A dire la loro sulla vicenda anche i concessionari delle spiagge che, dopo l’ordinanza del Sindaco e il polverone mediatico sulla faccenda, vedono la stagione lavorativa andare in fumo. “Siamo ad aprile e la stagione balneare può dirsi iniziata – spiega Massimo, uno dei concessionari degli stabilimenti “incriminati” – purtroppo però alcuni miei clienti dopo l’ordinanza del Sindaco hanno deciso di temporeggiare prima di prenotare l’ombrellone”. Le lamentele che arrivano dai concessionari degli stabilimenti sono varie e si rivolgono sia all’amministrazione comunale, che da giugno dello scorso anno, a detta loro, non ha preso seriamente in carico il problema; sia ai tanti che hanno sollevato polemiche senza conoscere bene la situazione in cui si trova davvero il tratto di spiaggia su cui al momento non si può accedere. “I prelievi che sono stati effettuati il 2 dicembre sicuramente riportano uno stato di inquinamento, ma si tratta di prelievi fatti in un tombino che raccoglie acque chiare che una volta finite nel mare si disperderebbero rientrando nei parametri consentiti.

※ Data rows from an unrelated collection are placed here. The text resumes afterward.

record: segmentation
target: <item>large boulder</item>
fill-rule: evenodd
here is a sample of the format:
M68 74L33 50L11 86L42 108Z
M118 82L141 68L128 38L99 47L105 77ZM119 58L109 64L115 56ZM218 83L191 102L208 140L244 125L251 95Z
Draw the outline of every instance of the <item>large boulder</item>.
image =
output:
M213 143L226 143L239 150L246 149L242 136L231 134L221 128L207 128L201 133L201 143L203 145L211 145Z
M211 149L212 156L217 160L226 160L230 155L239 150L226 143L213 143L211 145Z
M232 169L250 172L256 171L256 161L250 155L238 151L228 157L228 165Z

Inoltre, per quanto riguarda la sabbia posso garantire che i batteri, dopo giorni di sole, con il sale e l’ossigeno vanno a scomparire”. I prelievi dell’Arpa Lazio, l’Agenzia regionale per la sicurezza ambientale, verranno eseguiti ogni venti giorni per monitorare la situazione. Nel frattempo i concessionari delle spiagge si sono rivolti anche al Sindaco Angelo Casto proponendo delle soluzioni per fare in modo che la situazione venga ripristinata al più presto: “Siamo pronti anche a metterci dei soldi di tasca nostra purché questo disagio rientri al più presto – continua Massimo – sono un padre di famiglia e non voglio che i miei figli né tutti gli altri bambini che verrano al mare in questa zona facciano il bagno in acque sporche e giochino con la sabbia inquinata. Sono certo che in poco tempo riusciremo a risolvere il problema. Il Sindaco si è dimostrato molto disponibile, e ad oggi non voglio puntare il dito contro nessuno, le colpe sono di tutti, l’importante è che venga sistemata la faccenda senza creare allarmismo perché non ce n’è bisogno”.